How wave energy is contributing to Scotland's net zero targets
In the recently published Programme for Government, Scotland's political leaders reiterated their commitment to the country's ambitious target of being net zero by 2045.
And the Scottish Government's programme for 2020/21 recognised the importance of Scotland's marine assets in helping achieve its green aspirations, stating: “Our natural marine assets and our expertise in the sector help to support our work to develop and deploy offshore wind, wave and tidal energy technologies and to explore the potential of carbon capture, usage and storage.”
Scotland’s Energy Minister, Paul Wheelhouse, says: “Scotland is a world leader in marine renewable energy as a result of consistent and committed support from the Scottish Government together with the expertise, investment and innovation of the industry.
“The Scottish Government continues to champion the wave energy and wider marine energy sector – supporting the research, development, innovation and demonstration that will maintain Scotland’s competitive advantage.
“We believe that wave energy can play an important role in Scotland’s response to the global climate emergency and the decarbonisation of our energy system.”
The placing of such significance on the use of the country's marine resources is, unsurprisingly, welcomed by Tim Hurst, managing director of Wave Energy Scotland (WES), which leads the search for innovative solutions to challenges in the sector.
Hurst says: “The target of being net zero by 2045 is an ambitious challenge. But given the resources Scotland has and how far we have come already in terms of renewables, I believe it's achievable.
“The recent Programme for Government has some big commitments for a low carbon future. The Scottish Government has always had a serious commitment to marine renewables and that has helped us get to where we are today.”

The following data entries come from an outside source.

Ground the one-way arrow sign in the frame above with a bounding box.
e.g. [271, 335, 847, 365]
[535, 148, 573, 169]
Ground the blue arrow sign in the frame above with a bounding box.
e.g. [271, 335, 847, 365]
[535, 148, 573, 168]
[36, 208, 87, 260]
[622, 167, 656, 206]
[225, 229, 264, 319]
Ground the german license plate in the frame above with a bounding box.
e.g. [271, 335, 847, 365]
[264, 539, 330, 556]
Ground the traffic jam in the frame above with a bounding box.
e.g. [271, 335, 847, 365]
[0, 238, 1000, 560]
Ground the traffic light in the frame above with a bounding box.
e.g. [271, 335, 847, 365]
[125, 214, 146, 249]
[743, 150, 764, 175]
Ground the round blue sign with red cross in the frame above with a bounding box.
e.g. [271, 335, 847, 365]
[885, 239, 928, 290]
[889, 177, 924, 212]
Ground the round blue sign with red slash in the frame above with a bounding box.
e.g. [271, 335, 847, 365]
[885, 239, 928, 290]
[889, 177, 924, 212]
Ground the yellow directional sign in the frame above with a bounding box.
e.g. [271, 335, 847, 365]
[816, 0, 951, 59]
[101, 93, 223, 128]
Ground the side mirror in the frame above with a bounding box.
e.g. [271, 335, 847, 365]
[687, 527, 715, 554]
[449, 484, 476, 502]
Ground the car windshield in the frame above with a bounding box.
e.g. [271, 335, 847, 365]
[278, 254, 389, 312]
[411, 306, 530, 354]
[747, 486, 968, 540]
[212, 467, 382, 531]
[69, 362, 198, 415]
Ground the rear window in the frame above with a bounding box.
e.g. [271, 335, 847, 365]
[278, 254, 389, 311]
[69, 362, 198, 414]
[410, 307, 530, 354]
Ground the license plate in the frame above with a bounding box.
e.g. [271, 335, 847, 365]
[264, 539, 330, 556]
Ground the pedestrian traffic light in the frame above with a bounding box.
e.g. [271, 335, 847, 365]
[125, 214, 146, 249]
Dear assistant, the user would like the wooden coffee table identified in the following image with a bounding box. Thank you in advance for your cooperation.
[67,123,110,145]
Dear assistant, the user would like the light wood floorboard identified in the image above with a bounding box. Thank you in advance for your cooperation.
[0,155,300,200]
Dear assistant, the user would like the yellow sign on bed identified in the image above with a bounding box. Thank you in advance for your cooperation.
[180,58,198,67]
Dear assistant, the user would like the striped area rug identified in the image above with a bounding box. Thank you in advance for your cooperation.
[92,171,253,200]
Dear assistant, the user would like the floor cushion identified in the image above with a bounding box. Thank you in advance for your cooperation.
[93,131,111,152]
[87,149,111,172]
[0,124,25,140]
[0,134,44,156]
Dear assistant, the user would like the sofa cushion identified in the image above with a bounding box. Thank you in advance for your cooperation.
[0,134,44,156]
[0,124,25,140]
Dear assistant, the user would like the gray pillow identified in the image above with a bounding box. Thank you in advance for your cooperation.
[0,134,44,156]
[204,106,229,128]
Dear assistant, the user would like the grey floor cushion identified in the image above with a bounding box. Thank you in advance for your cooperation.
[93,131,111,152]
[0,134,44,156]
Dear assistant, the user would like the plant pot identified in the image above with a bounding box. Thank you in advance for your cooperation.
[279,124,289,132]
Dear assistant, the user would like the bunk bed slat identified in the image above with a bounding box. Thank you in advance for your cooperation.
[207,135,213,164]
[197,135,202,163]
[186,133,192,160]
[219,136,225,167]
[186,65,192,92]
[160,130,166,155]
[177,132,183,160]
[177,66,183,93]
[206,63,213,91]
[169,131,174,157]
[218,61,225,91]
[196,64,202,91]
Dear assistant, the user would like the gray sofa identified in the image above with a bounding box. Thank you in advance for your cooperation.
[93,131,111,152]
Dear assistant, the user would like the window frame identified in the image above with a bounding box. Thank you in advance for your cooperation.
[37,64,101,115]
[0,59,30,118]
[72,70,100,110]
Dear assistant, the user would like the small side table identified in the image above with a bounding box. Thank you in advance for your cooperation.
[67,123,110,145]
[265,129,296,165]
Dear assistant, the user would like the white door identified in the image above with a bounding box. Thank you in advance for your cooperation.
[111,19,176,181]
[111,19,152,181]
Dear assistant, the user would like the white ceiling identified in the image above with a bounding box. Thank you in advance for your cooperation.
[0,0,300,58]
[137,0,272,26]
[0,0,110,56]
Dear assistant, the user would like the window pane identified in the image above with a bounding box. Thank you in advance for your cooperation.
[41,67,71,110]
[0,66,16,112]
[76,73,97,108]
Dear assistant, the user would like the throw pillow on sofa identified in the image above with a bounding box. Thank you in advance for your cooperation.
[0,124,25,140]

Clare Lavelle, energy leader for Scotland at consultancy firm Arup and a member of the WES advisory group, agrees that reaching net zero in the current time frame is not easy, but is attainable with the right solutions.
She says: “Achieving net zero is a mammoth challenge to the energy industry and will require a revolution in how we power and heat our homes, businesses and industry and how we fuel our transport. The renewables industry has already proven that it can rise to the challenge of decarbonisation - within the last decade alone renewable electricity has risen from supplying about 25 per cent of Scotland’s demand to over 90 per cent.
“However, tackling our carbon emissions beyond the electricity sector, and achieving net zero, will be even more challenging than what we have faced over the last few decades.”
Lavelle adds that to make inroads into reducing emissions, the energy industry will need to engage more closely with domestic and industrial consumers and support them in making low carbon choices.
She believes the solutions will come from increasing electrification, such as accelerated uptake in electric vehicles and heat pumps, alongside hydrogen solutions, including supplying hydrogen boilers, hydrogen trains and buses.
Hurst points to how far the wave energy industry has come in the last five years, recovering from high profile failures which, at the time, raised questions about whether the sector would ever succeed. He says WES's five year programme to advance Scottish technologies shows that wave energy can work, with its first devices due to go into the water for testing in a matter of months.
“Without WES, the Scottish Government support and the £40 million that has been spent in the last five years, I think wave development would have stopped in Scotland after Pelamis and Aquamarine failed,” says Hurst.
Once the technologies are demonstrated in the sea this year, Hurst says the next big challenge is to attract private investment and industrial partners to go to the commercialisation stage. “That could come from the oil and gas sector looking for a new role in the energy future, utilities, or other technology sectors. Once we show the technologies work, we need to demonstrate they can do so at scale and at a competitive price.”
Lavelle adds that wave energy offers particularly interesting opportunities in remote and rural communities in Scotland. She says: “In Scotland’s islands, smarter local energy systems with hydrogen and electrification solutions, supplied by wave, tidal and wind resources are trail-blazing in demonstrating net zero energy systems. “
She describes the Orkney Islands as a great example of this working in practice, with the European Marine Energy Centre using wave, tidal and wind energy to produce green electricity and green hydrogen.
Hurst concludes: “Scotland is unique in having all the elements required to develop the wave energy sector. It has commitment from Scottish Government, it has the wave resources, it has an offshore oil and gas industry, it has a marine energy research capability and has a history of maritime engineering. If all of those things can come together they can create a successful solution.”